In past studies, it has been
discovered that Big-Endothelin levels raise significantly in patients with
various types of tumors and increased concentrations of this analyte have been
corrleated to worse outcomes. Teng et al 2006 investigated the levels of Big-Endothelin-1 in plasma of
gastric carinoma patients before and after radical gastroectomy utilizing our Big Endothelin-1 ELISA Assay Kit. It was evident from the results of this study
that there is a corrleation between the increase in Big ET-1 plasma levels and
the progression of tumors. Therefore, not
only could this analyte serve as a tumor marker for gastric cancer but it could
also serve as a powerful tool in monitoring recurrent disease.
interesting study Arun et. al 2004 that utilized our Big Endothelin-1 ELISA Assay Kit, evaluated
the expression of Big ET-1 and ET-1 in non-small cell lung cancer (NSCLC). This was the first study to investigate this
analyte in this particular area of cancer research and more specifically, NSCLC. Since lung cancer is one of the most common
causes of cancer-related death in the Western world, there has been a great
need to further explore and understand the molecular biology of this
diseases. It discovered from the
results of this study that ET-1 and Big ET-1 are synthesized by NSCLC tumor in
vitro as well as in vivo and elevated levels have been associated with poor
outcomes. This evidenece has lead
invesigators to believe that ET-1 and Big ET-1 could serve as strong biomarkers
of this disease and as potential novel targets for treatment of NSCLC.

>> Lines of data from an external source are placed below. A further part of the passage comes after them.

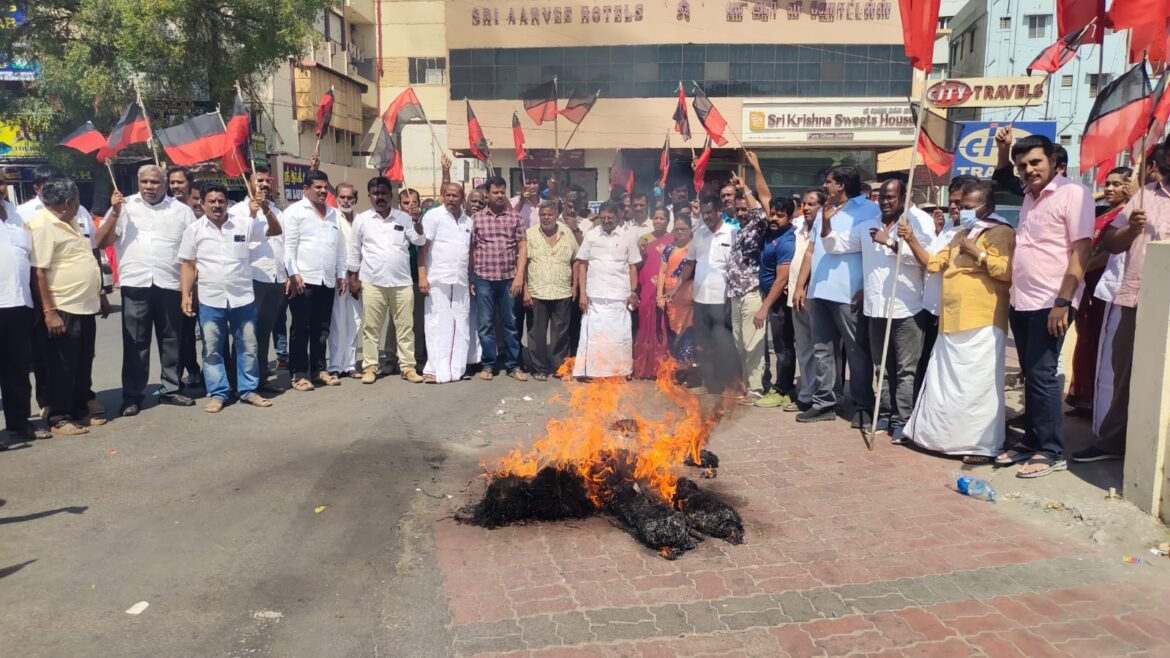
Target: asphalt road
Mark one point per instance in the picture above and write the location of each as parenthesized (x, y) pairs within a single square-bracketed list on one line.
[(213, 521)]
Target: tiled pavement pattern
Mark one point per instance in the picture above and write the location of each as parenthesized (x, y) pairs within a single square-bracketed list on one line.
[(848, 553)]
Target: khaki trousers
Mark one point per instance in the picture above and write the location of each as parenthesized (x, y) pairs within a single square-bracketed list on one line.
[(398, 302)]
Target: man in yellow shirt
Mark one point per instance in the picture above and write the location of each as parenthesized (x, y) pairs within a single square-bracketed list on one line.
[(69, 283), (961, 409)]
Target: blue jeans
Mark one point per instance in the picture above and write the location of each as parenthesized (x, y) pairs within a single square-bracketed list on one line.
[(489, 297), (217, 323), (1039, 353)]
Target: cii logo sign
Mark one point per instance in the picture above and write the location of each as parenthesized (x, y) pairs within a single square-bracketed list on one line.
[(977, 155)]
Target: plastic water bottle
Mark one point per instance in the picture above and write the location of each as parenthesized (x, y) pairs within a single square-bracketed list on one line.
[(974, 487)]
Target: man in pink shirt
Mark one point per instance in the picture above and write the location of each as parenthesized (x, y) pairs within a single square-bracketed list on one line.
[(1052, 246), (1144, 219)]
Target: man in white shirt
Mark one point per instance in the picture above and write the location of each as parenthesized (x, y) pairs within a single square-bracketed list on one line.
[(16, 316), (345, 329), (379, 269), (878, 240), (315, 260), (267, 256), (214, 249), (445, 264), (145, 231), (606, 293), (707, 262)]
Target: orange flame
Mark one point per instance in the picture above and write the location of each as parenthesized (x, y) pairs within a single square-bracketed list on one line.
[(586, 440)]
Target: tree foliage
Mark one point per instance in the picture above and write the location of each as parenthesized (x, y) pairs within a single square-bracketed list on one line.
[(94, 53)]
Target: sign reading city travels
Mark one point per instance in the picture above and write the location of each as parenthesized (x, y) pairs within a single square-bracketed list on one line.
[(814, 123), (522, 24), (977, 153), (986, 93)]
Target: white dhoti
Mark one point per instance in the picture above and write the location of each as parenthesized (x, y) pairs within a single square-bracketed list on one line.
[(606, 345), (961, 409), (447, 328), (344, 334), (1102, 390)]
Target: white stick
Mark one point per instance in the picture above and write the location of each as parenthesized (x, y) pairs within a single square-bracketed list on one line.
[(897, 273)]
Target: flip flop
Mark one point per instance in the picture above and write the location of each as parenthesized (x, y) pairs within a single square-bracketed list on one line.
[(1012, 457), (1052, 466)]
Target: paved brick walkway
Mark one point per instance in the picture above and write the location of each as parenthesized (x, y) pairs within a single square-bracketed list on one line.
[(847, 553)]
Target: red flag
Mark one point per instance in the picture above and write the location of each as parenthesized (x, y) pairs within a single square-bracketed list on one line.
[(1075, 14), (195, 141), (937, 141), (325, 111), (1061, 52), (85, 138), (620, 173), (238, 139), (665, 163), (518, 138), (710, 117), (1119, 117), (920, 26), (1158, 118), (579, 105), (681, 118), (475, 138), (701, 165), (541, 102), (132, 128), (387, 157)]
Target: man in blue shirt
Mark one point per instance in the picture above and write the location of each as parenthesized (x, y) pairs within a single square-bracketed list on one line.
[(834, 276), (776, 259)]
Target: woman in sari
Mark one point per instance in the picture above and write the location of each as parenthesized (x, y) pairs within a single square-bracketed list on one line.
[(676, 299), (649, 342), (1091, 312)]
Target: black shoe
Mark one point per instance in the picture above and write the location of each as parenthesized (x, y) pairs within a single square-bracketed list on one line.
[(1094, 453), (176, 399), (814, 415)]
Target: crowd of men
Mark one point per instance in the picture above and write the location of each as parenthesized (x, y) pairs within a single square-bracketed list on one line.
[(743, 290)]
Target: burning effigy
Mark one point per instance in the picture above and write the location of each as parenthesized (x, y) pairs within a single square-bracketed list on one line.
[(611, 456)]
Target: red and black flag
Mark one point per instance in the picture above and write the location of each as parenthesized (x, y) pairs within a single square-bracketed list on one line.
[(192, 142), (937, 141), (518, 138), (621, 175), (324, 111), (665, 163), (85, 138), (710, 117), (475, 139), (238, 139), (541, 102), (1119, 117), (701, 166), (132, 128), (920, 26), (387, 157), (578, 105), (1074, 14), (681, 118), (1062, 52)]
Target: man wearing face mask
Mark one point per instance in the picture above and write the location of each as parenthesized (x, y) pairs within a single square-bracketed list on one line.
[(266, 255), (145, 231), (345, 328), (961, 410)]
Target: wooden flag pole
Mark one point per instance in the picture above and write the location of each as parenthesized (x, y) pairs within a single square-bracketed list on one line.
[(868, 437)]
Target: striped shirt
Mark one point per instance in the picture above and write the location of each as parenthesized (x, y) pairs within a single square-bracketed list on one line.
[(550, 266)]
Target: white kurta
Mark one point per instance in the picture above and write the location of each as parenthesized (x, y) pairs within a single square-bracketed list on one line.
[(447, 329), (606, 344), (961, 409)]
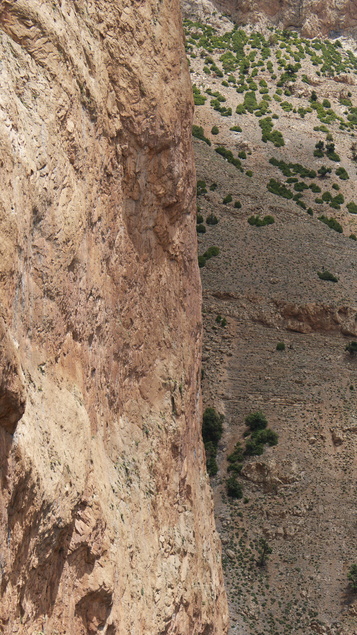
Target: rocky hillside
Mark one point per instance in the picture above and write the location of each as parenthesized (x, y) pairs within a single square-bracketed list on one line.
[(275, 126), (106, 518), (312, 17)]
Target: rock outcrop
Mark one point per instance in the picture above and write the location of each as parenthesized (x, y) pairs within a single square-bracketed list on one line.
[(106, 517), (312, 17)]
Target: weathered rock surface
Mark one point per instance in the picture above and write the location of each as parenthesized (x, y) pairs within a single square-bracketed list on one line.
[(105, 510), (313, 17)]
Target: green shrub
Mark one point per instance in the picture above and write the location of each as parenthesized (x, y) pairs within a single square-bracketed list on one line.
[(211, 252), (227, 154), (212, 426), (352, 577), (352, 207), (332, 223), (279, 189), (256, 221), (197, 97), (324, 171), (315, 188), (268, 134), (237, 455), (198, 132), (234, 489), (252, 448), (211, 219), (256, 421), (266, 436), (351, 347), (327, 275), (201, 188), (342, 174)]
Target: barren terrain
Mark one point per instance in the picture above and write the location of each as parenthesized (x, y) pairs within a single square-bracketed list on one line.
[(299, 495)]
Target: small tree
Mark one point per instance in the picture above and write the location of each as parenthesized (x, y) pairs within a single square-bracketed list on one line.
[(256, 421), (352, 577), (234, 489), (351, 348), (263, 551), (324, 171)]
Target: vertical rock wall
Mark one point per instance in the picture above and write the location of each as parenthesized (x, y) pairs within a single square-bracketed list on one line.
[(106, 518)]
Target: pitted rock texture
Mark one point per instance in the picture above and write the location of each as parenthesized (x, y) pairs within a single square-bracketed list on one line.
[(106, 517), (312, 17)]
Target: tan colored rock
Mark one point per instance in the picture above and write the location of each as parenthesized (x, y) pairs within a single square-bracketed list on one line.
[(270, 473), (106, 519), (313, 17)]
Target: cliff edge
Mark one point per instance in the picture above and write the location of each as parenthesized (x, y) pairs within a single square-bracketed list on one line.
[(106, 517), (314, 18)]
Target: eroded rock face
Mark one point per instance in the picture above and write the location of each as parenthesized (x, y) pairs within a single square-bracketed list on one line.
[(313, 17), (105, 510)]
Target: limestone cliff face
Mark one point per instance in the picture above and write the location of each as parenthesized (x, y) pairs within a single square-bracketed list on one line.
[(105, 511), (313, 17)]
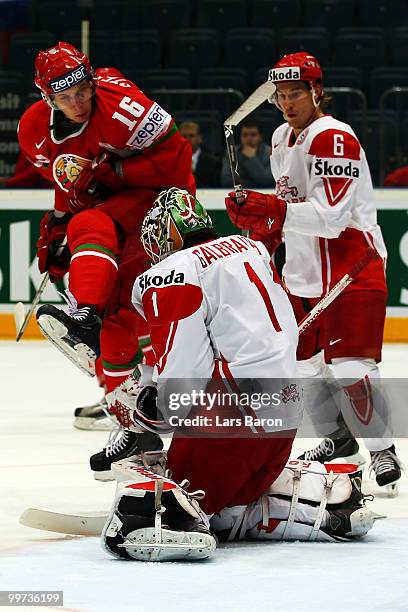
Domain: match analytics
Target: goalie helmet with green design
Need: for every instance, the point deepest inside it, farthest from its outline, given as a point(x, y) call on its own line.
point(176, 221)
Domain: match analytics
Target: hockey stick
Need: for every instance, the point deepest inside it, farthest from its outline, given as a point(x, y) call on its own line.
point(86, 524)
point(21, 318)
point(370, 255)
point(262, 93)
point(91, 524)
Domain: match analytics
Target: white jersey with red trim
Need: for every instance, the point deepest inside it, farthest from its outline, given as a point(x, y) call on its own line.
point(218, 301)
point(331, 217)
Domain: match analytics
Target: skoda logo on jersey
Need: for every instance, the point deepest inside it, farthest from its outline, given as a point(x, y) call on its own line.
point(68, 79)
point(147, 281)
point(335, 167)
point(284, 74)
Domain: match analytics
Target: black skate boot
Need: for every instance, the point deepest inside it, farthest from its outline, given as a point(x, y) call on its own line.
point(386, 467)
point(340, 445)
point(329, 449)
point(122, 444)
point(75, 334)
point(351, 519)
point(155, 519)
point(94, 417)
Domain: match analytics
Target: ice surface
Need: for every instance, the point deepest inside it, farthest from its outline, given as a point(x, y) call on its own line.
point(43, 463)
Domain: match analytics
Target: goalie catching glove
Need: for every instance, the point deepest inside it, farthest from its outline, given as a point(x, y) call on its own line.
point(135, 407)
point(260, 213)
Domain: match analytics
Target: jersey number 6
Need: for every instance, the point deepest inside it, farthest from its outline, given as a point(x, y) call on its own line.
point(133, 108)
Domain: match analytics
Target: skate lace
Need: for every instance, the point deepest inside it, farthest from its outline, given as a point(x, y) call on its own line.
point(117, 441)
point(326, 447)
point(384, 461)
point(79, 314)
point(198, 494)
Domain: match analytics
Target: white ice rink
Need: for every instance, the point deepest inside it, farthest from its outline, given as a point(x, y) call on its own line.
point(44, 463)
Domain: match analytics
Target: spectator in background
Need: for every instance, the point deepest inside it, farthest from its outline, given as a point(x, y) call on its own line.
point(253, 159)
point(397, 178)
point(206, 167)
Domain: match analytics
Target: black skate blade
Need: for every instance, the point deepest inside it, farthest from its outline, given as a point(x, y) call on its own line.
point(80, 355)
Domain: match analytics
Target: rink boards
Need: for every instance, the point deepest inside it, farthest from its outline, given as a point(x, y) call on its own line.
point(21, 211)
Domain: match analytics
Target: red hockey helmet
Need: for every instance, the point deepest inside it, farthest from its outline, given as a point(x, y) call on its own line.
point(59, 68)
point(296, 66)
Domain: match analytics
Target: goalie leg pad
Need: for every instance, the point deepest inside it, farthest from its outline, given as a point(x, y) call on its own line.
point(309, 501)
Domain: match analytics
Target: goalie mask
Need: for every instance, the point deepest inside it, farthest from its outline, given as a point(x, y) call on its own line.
point(297, 67)
point(60, 68)
point(174, 215)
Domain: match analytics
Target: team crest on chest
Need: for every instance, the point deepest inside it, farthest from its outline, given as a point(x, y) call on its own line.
point(67, 168)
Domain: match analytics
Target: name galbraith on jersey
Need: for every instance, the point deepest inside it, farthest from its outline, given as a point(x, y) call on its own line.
point(161, 279)
point(336, 167)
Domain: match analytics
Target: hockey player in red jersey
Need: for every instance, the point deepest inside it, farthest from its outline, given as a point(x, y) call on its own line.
point(219, 320)
point(109, 149)
point(324, 205)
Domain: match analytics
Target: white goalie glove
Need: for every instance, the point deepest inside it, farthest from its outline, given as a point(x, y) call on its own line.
point(135, 406)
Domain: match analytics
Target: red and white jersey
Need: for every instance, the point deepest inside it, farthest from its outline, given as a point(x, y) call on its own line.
point(123, 121)
point(218, 303)
point(331, 217)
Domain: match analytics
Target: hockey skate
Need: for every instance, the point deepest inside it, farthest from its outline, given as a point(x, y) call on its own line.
point(75, 334)
point(122, 443)
point(386, 467)
point(155, 519)
point(340, 445)
point(94, 417)
point(351, 519)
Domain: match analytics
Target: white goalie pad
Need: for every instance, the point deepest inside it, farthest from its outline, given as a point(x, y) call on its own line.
point(314, 480)
point(294, 507)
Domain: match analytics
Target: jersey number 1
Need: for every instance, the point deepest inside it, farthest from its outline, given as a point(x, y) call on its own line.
point(254, 278)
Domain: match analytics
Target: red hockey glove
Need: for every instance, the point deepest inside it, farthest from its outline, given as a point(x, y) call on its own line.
point(52, 232)
point(261, 213)
point(271, 240)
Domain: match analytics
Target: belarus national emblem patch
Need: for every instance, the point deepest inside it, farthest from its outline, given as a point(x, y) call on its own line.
point(67, 168)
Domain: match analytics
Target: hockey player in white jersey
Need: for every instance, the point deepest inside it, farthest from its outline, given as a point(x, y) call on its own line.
point(218, 316)
point(324, 205)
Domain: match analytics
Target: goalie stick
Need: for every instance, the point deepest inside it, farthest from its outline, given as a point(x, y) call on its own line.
point(21, 317)
point(91, 524)
point(262, 93)
point(370, 255)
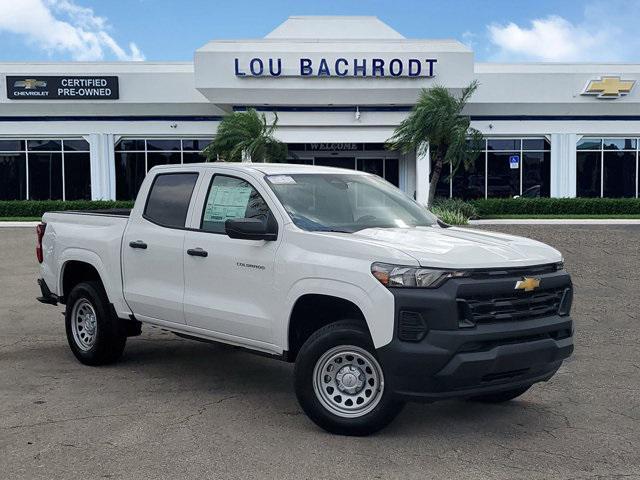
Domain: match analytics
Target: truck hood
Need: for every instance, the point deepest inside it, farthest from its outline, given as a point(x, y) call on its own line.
point(462, 248)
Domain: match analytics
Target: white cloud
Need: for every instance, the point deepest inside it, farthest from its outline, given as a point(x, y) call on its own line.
point(62, 26)
point(605, 33)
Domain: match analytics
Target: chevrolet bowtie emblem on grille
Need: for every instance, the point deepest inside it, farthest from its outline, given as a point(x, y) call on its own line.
point(609, 87)
point(527, 284)
point(30, 84)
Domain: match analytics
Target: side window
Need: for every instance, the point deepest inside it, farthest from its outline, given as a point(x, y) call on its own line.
point(231, 197)
point(169, 199)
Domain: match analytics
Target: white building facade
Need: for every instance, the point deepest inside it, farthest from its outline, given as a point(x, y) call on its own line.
point(339, 86)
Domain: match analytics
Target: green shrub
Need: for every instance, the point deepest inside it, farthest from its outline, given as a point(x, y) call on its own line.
point(36, 208)
point(455, 204)
point(452, 217)
point(556, 206)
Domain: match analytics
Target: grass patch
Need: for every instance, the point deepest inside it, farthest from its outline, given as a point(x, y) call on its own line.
point(565, 216)
point(20, 219)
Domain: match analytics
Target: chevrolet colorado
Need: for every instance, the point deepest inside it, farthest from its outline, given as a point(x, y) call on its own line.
point(375, 300)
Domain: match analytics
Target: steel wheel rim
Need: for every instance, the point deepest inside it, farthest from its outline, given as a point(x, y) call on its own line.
point(348, 381)
point(84, 324)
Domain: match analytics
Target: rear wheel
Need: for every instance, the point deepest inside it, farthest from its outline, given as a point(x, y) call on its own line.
point(96, 336)
point(340, 383)
point(501, 397)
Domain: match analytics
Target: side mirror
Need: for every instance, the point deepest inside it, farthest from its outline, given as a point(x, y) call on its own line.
point(251, 229)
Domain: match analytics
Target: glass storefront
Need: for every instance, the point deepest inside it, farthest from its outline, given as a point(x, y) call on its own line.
point(607, 167)
point(506, 167)
point(135, 156)
point(366, 157)
point(45, 169)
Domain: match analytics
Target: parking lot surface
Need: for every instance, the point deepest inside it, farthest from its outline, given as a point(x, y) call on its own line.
point(174, 408)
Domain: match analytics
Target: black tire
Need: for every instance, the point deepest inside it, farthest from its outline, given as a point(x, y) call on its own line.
point(109, 334)
point(501, 397)
point(342, 333)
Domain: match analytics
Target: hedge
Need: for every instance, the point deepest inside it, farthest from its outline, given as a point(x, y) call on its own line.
point(556, 206)
point(36, 208)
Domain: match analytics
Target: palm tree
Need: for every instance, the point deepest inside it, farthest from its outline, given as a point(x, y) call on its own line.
point(245, 136)
point(436, 123)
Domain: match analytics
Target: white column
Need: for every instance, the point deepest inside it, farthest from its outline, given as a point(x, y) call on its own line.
point(423, 168)
point(563, 164)
point(103, 168)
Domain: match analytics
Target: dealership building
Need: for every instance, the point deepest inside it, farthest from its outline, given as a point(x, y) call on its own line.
point(339, 86)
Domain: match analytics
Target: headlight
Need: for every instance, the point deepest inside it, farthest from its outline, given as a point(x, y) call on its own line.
point(403, 276)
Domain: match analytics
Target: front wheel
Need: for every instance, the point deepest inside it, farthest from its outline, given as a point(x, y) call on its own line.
point(340, 383)
point(94, 333)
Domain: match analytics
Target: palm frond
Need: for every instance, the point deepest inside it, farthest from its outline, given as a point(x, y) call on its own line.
point(246, 133)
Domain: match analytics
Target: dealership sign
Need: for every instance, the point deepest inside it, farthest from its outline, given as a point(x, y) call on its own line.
point(63, 88)
point(336, 67)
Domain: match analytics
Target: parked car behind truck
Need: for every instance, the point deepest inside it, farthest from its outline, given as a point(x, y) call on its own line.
point(374, 299)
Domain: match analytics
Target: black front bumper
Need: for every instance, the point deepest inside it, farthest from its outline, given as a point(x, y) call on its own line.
point(458, 358)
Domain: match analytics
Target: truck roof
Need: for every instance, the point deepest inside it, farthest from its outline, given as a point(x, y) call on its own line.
point(265, 168)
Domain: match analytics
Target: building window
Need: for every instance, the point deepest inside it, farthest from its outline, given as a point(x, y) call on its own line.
point(134, 157)
point(607, 167)
point(506, 167)
point(45, 169)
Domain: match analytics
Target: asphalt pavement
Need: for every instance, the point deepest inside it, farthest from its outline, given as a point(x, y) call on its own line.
point(174, 408)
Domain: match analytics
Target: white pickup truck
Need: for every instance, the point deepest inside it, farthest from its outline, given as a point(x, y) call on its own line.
point(375, 300)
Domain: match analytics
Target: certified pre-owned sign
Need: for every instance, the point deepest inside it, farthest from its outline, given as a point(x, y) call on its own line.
point(62, 88)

- Agapitov, Alexei et al. “Role of Endothelin in Cardiovascular Disease.” JRAAS, 2002; 3:1-15.
- Arun, C. et al. Endothelin-1 is a Novel Prognostic Factor in Non-Small Cell Lung Cancer.” Journal of Biological Markers 2004; 19 (4):262-267.
- Beneden, Van et al. “Superiority of big endothelin-1 and endothelin-1 over natriuretic peptides in predicting survival in severe congestive heart failure: a 7-year follow-up study.”J Card Fail. 2004 Dec; 10(6):490-5.
- Burg MM et al. “Depression Predicts Elevated Endothelin-1 in Patients With Coronary Artery Disease.” Psychosom Med 2011; 73: 2-6.
- Harrison-Benard, Lisa et al. “Enhanced Vascular Chymase-Dependent Conversion of Endothelin in the Diabetic Kidney.” The Oschner Journal 2013 13:1, 49-55.
- Jiao, Wenjie et al. “Elevation of circulating big endothelin-1: an independent prognostic factor for tumor recurrence and survival in patients with esophageal squamous cell carcinoma.” BMA Cancer 2008, 8:334.
- Masson et al. “The Prognostic Value of Big Endothelin-1 in More than 2,300 Patients with Heart Failure Enrolled in the Valsartan Heart Failure Trial (Val-HeFT).”Journal of Cardiac Failure 2006; 12: 375-380.
- Teng et al. “Pre- and Post-operative Plasma Big-Endothelin-1 Levels in Patients with Gastric Carcinoma Undergoing Radical Gastrectomy.” Anticancer Research 2006; 26: 2503-2508.
- Verghese, Mathew et al. “Clinical Implications of a Sandwich Enzyme Immunoassay for Big Endothelin-1.” Clinical Chemistry 1997; 43: 9-10.